Etape 1: Politiser toute la question de l’identité religieuse.

Dans les visions classiques de la théorie démocratique, la foi religieuse est une affaire de conscience individuelle et les gouvernements devraient être empêchés de privilégier les adhérents d’une religion au détriment des autres. En Inde, environ 80% des 1, 3 milliard d’habitants du pays sont hindous ; environ 14% sont musulmans ; et le reste appartient à des groupes religieux plus petits, comme les chrétiens, les jaïns, les sikhs, les zoroastriens, etc. Comme indiqué plus haut, la législation du CAA n’est qu’une mesure prise par le BJP pour privilégier les croyants hindous. D’autres, datant des derniers mois, incluent la mise en place d’un « Registre national des citoyens », de telle sorte que dans certaines régions du nord-est des milliers de musulmans ont été écartés des listes de votants, et une massive et violente répression contre le Cachemire à majorité musulmane.

Dans la Palestine historique, le projet sioniste a depuis le tout début donné un privilège extrême aux membres de la communauté juive, refusant toute forme d’égalité des droits et de protection aux membres d’autres religions dans les zones sous contrôle sioniste/israélien. Plus récemment, en 2018, le parti du Likoud de Benjamin Netanyahu a promulgué la Loi de l’état-nation, qui enracine le concept qu’Israël est « l’état nation du peuple juif dans la Loi fondamentale d’Israël ». 
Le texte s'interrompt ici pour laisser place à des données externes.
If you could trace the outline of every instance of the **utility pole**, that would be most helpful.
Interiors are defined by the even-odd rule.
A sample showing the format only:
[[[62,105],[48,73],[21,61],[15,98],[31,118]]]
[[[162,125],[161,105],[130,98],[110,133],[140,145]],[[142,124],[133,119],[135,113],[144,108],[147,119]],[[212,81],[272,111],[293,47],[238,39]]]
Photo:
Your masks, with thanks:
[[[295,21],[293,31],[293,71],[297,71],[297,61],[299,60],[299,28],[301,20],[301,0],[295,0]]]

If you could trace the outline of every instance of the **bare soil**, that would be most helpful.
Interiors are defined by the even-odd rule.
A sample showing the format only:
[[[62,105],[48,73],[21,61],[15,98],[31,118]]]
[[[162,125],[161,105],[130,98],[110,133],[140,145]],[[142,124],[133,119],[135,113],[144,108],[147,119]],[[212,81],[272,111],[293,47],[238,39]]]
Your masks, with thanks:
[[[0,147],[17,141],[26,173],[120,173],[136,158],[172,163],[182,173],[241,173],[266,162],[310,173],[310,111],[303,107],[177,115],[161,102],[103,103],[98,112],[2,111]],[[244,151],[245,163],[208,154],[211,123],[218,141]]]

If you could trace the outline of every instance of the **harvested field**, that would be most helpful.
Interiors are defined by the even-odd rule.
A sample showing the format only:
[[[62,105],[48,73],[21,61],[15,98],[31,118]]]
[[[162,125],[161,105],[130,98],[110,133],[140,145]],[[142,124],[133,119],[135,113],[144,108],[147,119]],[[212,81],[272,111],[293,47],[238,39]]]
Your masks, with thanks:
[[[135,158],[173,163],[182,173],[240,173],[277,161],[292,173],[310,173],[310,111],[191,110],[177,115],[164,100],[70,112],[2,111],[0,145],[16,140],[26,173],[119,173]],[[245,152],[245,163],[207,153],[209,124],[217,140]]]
Les deux seuls autres pays importants fondés sur des principes théocratiques aussi forts sont le Pakistan et dans une certaine mesure l’Arabie saoudite. Le Pakistan, de fait, a été expressément fondé comme patrie musulmane, selon la vision de son fondateur Mohammed Ali Jinna. En 1947, le parti de Jinna a détaché les provinces à majorité musulmane du territoire que les Anglais avaient gouverné en tant qu’Inde « impériale » unique, pour former le Pakistan. Cette partition de l’Inde a conduit à des nettoyages ethniques massifs de chaque côté de la nouvelle frontière, dont beaucoup ont été extrêmement violents. Mais en réponse à cette violence, Gandhi, Nehru et les autres dirigeants du reste de l’Inde, n’ont pas répliqué en proclamant une forme de Hindutva discriminatoire. Au lieu de cela, ils ont doublé la mise sur la sécularité et l’inclusivité de la nouvelle Inde qu’ils étaient en train de construire et sur les réformes qu’ils considéraient nécessaires à l’intérieur de l’hindouisme même. En 1948, Gandhi a été assassiné par un extrémiste nationaliste hindou.

Etape 2: Les actions portant sur les frontières et la citoyenneté sont cruciales dans le projet exclusiviste. 

La nouvelle loi de citoyenneté de Modi, le CAA, ressemble à un pâle écho de l’ancienne « Loi du retour » d’Israël, qui accorde un droit super-privilégié de citoyenneté à tout membre de la communauté juive, n’importe où dans le monde. Si les Occidentaux veulent critiquer le CAA, pourquoi n’ont-ils pas été également critiques de la Loi israélienne du retour ?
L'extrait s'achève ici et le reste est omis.